Leaving Church

Things have been quiet here at Hope Like Mad because I’ve been in more of a reflective place with lots of questions running through my head. At times I feel like there is just clutter that fills my mind, and if i try to articulate any of the thoughts that I think i do have, they just come out flat… with no life in them.

Like the story of the paralyzed man whose friends carried him when he could do nothing for himself, who let him down through the roof where Jesus was teaching to find healing. I found some words that helped articulate what I could not and to found healing in them.

In Barbara Brown Taylor’s book Leaving Church she writes of her exprience after leaving the church after years of finding her identity there.

I had never read scriptures more carefully in my life, which caused scales to fall from my eyes. Over and over, I discovered how the traditional interpretations of a passage had so determined my reading of it that it was hard for me to see what was actually on the page…

If none of this had ever come to my attention before, one reason was because I had never had so much time to read before, but another reason was because Mother Church had little interest in the things that were interesting me. Her job was to take care of her family. Why should she get into discussions that might cause them to lose confidence in her? Why encourage them to raise questions for which she had no answers? Even more important, why waste valuable time time rehashing things that had been settled centuries ago when there was so much to do around the house right now? I understood her reasons, I really did. I was just looking for some way to stay related to her that did not require me to stay a child.

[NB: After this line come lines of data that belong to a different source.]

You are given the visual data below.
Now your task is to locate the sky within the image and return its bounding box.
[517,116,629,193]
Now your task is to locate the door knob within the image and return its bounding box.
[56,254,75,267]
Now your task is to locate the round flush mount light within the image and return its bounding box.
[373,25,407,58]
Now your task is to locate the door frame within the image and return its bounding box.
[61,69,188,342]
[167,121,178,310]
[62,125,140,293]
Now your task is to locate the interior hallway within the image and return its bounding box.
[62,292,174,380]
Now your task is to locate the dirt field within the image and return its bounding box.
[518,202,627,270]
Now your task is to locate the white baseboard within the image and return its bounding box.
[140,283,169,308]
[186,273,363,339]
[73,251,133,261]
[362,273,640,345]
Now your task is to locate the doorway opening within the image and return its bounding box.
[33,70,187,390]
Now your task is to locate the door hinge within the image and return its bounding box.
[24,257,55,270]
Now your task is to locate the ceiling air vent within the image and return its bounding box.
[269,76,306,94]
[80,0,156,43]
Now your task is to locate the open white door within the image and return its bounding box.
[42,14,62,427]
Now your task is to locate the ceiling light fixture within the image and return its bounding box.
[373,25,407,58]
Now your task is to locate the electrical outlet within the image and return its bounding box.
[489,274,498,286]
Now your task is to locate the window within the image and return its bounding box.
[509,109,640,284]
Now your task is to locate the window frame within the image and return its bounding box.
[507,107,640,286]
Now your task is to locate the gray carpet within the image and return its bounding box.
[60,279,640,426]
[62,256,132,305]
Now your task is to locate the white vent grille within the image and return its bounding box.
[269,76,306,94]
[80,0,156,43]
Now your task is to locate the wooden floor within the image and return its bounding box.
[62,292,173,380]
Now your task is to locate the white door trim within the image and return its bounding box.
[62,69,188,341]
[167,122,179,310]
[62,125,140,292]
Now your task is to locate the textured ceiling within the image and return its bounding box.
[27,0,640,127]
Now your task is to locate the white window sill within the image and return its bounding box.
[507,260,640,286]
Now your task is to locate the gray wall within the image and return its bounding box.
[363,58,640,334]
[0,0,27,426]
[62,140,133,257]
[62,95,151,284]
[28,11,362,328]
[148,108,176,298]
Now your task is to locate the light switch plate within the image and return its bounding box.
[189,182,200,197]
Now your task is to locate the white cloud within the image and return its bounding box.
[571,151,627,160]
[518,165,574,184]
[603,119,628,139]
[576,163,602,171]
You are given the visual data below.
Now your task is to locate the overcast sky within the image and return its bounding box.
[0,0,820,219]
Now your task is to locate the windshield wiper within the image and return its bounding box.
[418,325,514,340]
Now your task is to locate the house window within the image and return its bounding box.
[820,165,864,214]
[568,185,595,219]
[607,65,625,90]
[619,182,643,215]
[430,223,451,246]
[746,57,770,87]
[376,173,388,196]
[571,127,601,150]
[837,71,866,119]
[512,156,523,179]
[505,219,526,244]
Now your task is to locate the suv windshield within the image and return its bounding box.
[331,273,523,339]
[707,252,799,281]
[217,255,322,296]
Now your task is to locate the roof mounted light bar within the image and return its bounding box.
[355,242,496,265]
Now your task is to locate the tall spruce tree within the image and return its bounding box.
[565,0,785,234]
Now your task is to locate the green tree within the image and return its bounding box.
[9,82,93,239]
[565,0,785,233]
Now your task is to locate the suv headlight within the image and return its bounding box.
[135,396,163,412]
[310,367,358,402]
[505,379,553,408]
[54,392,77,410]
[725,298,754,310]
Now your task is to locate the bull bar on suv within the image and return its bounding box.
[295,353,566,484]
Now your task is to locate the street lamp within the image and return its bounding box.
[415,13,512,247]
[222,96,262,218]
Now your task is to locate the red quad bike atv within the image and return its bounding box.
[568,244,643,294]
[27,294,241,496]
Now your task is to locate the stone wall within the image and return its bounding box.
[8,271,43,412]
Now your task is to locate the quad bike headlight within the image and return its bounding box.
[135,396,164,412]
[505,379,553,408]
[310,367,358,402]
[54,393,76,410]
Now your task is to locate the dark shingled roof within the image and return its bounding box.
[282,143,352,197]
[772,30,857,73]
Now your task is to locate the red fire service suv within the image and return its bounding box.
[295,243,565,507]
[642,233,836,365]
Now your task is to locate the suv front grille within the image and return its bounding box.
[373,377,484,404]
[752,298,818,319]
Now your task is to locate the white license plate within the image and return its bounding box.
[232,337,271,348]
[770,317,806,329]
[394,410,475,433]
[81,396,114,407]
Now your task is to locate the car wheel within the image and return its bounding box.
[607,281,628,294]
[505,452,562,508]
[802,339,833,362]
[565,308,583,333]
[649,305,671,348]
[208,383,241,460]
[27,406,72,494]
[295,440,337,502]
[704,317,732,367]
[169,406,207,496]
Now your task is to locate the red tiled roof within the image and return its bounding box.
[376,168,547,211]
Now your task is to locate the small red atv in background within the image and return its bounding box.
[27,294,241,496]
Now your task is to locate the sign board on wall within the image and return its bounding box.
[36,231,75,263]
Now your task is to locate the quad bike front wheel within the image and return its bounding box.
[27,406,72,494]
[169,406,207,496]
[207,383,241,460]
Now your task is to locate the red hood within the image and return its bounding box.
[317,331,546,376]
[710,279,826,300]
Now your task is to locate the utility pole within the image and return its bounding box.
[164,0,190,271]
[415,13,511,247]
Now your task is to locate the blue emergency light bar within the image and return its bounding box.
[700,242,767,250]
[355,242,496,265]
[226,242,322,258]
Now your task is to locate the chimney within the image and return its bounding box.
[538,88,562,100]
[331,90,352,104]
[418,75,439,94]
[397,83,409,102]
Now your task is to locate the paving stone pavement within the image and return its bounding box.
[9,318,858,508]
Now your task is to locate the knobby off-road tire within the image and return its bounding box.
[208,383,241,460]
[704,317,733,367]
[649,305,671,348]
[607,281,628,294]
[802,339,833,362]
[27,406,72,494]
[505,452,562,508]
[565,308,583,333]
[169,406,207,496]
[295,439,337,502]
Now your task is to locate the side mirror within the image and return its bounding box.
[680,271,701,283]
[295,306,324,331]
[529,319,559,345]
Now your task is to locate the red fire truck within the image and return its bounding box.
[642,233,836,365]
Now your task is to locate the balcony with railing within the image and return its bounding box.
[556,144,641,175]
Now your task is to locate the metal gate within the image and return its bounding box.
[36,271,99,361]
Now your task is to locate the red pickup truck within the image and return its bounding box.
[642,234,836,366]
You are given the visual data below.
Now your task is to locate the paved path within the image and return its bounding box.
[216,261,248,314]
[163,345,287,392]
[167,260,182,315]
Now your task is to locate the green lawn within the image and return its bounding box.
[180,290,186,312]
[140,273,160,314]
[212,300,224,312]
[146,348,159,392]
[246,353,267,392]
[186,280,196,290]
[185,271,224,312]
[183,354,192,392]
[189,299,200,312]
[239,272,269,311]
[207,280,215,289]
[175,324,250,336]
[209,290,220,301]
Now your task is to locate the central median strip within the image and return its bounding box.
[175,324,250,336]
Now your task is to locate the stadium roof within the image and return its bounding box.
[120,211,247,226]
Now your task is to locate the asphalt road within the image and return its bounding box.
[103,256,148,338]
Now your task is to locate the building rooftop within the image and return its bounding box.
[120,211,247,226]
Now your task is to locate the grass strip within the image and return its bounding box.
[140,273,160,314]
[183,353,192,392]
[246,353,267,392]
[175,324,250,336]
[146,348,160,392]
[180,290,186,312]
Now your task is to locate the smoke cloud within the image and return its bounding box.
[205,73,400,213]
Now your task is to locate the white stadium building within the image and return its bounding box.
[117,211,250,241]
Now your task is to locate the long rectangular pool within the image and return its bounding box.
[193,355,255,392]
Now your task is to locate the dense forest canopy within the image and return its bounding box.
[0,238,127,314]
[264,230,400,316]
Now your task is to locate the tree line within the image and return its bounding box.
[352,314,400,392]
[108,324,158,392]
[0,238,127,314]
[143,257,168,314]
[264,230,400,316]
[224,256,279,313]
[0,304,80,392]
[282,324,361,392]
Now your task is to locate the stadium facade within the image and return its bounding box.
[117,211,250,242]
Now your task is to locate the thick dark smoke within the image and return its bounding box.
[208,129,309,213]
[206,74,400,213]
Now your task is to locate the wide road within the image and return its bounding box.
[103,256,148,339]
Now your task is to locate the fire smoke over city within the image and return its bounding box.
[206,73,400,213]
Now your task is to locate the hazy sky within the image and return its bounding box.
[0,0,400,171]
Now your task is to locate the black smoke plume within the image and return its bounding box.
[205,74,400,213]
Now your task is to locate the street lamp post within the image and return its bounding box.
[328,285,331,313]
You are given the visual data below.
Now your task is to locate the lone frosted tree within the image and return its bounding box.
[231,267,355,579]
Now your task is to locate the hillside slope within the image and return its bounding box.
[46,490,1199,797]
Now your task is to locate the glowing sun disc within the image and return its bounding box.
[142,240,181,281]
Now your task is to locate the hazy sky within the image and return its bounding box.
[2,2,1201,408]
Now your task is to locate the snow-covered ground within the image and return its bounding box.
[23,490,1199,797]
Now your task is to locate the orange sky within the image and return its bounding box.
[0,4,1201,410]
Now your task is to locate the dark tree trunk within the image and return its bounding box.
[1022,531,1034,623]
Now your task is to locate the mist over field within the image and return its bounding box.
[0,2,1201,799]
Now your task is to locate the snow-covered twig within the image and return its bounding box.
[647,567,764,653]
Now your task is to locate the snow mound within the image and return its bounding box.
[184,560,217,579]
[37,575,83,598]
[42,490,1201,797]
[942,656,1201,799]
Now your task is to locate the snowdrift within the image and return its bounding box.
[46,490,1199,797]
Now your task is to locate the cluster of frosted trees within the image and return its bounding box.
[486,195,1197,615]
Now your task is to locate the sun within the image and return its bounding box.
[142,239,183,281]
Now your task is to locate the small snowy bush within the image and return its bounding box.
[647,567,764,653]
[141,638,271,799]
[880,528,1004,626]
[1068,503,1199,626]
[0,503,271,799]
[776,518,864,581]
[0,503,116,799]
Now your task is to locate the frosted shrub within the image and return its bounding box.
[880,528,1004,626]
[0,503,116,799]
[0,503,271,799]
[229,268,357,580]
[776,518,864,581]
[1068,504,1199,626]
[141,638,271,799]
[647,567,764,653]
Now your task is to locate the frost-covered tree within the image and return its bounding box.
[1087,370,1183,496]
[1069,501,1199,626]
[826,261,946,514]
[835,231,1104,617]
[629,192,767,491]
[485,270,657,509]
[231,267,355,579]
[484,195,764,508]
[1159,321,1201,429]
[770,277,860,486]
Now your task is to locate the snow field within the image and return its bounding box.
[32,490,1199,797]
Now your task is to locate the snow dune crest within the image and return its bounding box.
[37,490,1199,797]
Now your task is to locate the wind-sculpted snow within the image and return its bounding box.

Because I had left the house, I found less and less to talk about with people who were still happily engaged inside. At clergy gatherings I felt like a single woman listening to dedicated parents discuss day care and home remedies for colic. When I spoke of things that I found fascinating, the resounding silence told me how far I was from the center of the map and how much my distance sounded like disloyalty. Church people who could tell I was in the wilderness were kind enough to invite me back inside the house, but even when I went to visit I did not want to stay. I did not know how to behave anymore. I could no longer speak the lines that I had been given to say. I wanted to go back outside.

If my time in the wilderness taught me anything, it is that faith in God has both a center and an edge and that each is necessary for the soul’s health. If I developed a complaint during my time in the wilderness, it was that Mother Church lavished so much more attention on those at the center than on those at the edge.

One Response to “Leaving Church”

  1. I loved this book.

    I found so much hope in it. I read it about a year after I had left church and she encouraged me to be much more positive than I had been.